Achats pro: sécuriser vos devis et éviter les mauvaises surprises

Pour fiabiliser vos chiffrages, adoptez quelques réflexes. Demandez une offre écrite pour toute commande sensible (peintures techniques, isolants, systèmes complets), avec prix TTC et, si utile, prix unitaire. Vérifiez les conditions: délais, disponibilité, frais de livraison et consignes.

Comparez toujours sur la base du prix unitaire. Entre deux seaux de 12 L et 15 L, seule la référence €/L permet une vraie comparaison. Intégrez les éco-participations et les accessoires obligatoires (apprêts, fixations) dans votre coût global.

En cas d’écart entre rayon et caisse, signalez-le immédiatement. Demandez l’application du prix affiché lorsque l’erreur n’est pas manifestement disproportionnée, ou l’annulation de la vente si l’écart remet en cause votre budget. Pour documenter, prenez une photo de l’étiquette avec la référence.

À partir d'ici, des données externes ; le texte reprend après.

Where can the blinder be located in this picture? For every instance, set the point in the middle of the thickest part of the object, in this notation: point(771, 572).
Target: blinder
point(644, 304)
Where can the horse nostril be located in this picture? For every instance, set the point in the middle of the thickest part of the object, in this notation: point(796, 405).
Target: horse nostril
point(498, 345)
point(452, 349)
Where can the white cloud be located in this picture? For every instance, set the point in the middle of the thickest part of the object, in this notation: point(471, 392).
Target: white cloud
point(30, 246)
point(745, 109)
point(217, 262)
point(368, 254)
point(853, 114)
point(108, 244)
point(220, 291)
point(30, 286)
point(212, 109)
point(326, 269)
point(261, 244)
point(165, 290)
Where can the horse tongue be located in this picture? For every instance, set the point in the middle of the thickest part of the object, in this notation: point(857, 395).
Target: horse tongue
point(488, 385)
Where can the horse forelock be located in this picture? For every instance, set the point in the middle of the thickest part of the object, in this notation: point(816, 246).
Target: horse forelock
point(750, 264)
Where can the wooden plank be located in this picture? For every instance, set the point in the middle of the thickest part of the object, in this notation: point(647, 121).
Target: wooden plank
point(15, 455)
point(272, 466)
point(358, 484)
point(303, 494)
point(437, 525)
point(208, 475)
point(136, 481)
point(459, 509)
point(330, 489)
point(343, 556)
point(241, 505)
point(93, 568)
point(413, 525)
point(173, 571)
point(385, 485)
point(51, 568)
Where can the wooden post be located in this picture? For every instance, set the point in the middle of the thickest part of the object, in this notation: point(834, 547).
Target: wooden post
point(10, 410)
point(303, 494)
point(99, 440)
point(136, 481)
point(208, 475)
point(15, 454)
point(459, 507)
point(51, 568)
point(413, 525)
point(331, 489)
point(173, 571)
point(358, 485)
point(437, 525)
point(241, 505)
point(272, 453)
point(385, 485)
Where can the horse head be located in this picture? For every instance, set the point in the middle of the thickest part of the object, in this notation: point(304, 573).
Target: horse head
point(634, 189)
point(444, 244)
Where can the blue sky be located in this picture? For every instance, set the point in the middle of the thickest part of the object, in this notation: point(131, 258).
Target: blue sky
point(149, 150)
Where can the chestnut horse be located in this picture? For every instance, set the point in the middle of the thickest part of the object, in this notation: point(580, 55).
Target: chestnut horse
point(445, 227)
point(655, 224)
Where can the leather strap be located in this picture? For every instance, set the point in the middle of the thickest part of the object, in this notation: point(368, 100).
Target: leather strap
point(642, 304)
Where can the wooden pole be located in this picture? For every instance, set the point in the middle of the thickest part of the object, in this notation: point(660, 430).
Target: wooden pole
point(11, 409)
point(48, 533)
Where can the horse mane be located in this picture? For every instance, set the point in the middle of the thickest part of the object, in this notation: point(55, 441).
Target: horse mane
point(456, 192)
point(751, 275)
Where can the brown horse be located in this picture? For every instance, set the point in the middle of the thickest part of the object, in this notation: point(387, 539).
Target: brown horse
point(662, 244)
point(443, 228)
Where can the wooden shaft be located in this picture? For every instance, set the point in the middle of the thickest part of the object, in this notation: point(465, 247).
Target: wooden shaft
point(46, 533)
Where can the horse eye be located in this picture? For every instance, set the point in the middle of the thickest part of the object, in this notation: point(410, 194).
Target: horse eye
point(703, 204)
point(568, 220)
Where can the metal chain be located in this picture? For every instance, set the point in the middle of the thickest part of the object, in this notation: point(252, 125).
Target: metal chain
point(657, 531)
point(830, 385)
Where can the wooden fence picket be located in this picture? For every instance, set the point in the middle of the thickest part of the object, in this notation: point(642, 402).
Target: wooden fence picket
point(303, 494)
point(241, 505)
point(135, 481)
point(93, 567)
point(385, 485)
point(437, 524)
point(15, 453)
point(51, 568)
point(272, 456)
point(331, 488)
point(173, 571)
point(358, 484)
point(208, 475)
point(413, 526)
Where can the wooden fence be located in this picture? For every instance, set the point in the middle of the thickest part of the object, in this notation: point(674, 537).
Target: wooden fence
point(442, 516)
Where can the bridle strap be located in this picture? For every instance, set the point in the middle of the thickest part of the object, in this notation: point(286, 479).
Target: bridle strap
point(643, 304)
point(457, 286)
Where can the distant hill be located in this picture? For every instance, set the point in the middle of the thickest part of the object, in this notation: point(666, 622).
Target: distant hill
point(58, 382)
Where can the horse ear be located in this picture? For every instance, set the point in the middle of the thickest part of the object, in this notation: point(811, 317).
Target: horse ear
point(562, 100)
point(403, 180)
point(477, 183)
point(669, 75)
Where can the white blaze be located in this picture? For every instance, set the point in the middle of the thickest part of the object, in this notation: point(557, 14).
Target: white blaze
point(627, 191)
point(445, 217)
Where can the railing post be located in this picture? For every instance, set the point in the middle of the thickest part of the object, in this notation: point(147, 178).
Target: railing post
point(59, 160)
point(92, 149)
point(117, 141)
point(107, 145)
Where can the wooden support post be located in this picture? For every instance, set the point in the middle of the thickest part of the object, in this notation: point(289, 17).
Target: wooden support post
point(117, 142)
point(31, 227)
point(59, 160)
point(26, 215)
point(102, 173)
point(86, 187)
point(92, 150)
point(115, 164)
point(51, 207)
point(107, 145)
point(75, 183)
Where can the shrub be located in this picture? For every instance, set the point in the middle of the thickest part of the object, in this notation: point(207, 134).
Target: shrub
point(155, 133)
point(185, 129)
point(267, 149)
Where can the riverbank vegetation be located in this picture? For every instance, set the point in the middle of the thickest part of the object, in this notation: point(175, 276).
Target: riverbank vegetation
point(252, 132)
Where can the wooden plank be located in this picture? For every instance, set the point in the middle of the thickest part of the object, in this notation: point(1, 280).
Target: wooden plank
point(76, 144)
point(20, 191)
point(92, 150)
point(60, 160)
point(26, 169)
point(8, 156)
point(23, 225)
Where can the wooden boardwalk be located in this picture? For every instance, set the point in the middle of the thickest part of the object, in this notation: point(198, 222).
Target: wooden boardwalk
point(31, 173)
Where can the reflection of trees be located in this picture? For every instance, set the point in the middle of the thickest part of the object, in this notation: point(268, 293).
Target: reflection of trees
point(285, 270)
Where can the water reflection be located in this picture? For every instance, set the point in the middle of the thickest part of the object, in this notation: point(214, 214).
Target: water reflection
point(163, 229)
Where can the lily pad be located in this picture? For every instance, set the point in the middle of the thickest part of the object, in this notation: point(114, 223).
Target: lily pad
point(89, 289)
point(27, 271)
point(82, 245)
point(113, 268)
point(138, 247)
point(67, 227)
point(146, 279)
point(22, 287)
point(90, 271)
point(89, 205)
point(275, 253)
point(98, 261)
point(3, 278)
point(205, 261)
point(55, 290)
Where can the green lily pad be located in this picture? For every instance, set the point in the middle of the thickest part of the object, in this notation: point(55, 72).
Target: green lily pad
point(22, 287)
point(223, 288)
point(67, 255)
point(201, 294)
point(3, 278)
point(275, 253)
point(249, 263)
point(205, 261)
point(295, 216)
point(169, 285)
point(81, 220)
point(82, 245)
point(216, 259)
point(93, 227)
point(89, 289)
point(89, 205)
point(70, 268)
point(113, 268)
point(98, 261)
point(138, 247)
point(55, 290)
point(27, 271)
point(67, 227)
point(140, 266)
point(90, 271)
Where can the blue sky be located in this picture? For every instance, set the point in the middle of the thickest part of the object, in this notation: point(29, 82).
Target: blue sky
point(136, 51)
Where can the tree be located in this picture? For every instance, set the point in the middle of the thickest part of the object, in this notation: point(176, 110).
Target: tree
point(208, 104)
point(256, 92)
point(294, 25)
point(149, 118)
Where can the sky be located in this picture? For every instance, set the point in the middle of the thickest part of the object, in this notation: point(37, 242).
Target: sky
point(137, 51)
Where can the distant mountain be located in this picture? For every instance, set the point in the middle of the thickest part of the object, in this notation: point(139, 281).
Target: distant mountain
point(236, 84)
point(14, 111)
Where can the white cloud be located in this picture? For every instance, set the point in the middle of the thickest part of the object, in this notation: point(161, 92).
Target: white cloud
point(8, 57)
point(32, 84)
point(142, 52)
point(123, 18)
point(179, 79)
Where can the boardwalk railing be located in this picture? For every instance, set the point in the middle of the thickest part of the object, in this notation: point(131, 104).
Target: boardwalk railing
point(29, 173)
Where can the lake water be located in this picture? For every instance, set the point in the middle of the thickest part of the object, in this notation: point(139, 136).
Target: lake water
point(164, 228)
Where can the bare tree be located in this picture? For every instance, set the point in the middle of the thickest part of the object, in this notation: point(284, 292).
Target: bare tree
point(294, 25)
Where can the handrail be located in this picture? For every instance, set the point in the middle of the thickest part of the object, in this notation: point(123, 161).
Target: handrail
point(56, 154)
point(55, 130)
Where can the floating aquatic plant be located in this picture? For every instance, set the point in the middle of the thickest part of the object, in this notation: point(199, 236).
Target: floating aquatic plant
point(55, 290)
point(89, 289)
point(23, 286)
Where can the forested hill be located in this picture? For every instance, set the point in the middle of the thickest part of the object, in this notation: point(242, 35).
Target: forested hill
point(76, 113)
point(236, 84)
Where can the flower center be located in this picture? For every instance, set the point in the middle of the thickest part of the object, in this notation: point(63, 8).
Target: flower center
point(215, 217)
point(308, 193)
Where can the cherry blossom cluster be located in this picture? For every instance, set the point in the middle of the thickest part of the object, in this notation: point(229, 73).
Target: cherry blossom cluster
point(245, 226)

Que faire si vous constatez une anomalie d’affichage

La première étape reste le dialogue au comptoir: la plupart des enseignes corrigent l’erreur sans difficulté. Si le litige persiste, vous pouvez saisir le service client et, si nécessaire, effectuer un signalement via SignalConso, la plateforme en ligne de la DGCCRF.

Les professionnels ne bénéficient pas toujours des mêmes protections que les consommateurs, mais le socle d’information sur les prix s’applique. Conservez facture, devis, photos d’étiquettes. Ces éléments facilitent la résolution amiable ou, à défaut, l’intervention de l’administration.

Pour vos propres points de vente, tenez un registre interne des anomalies détectées et des actions correctives. Cette traçabilité prouve votre diligence et réduit le risque de récidive lors d’un futur contrôle.

Conclusion: transparence tarifaire, un levier de confiance et de marge

L’épisode d’Homécourt rappelle une réalité simple: un affichage des prix clair, exact et complet n’est plus une option. C’est un pilier de la relation commerciale et un gage de performance, surtout lorsque les coûts des matériaux évoluent rapidement.

Artisans, négociants, magasins de bricolage: investissez dans des process d’étiquetage robustes, formez vos équipes et outillez-vous pour synchroniser les prix en temps réel. Côté achats, ancrez vos devis sur le prix unitaire, verrouillez les conditions et conservez des traces.

À la clé: moins de litiges, des chantiers mieux maîtrisés, et une confiance accrue de vos clients. Dans un marché sous tension, la transparence tarifaire n’est pas qu’une obligation légale: c’est un avantage concurrentiel durable.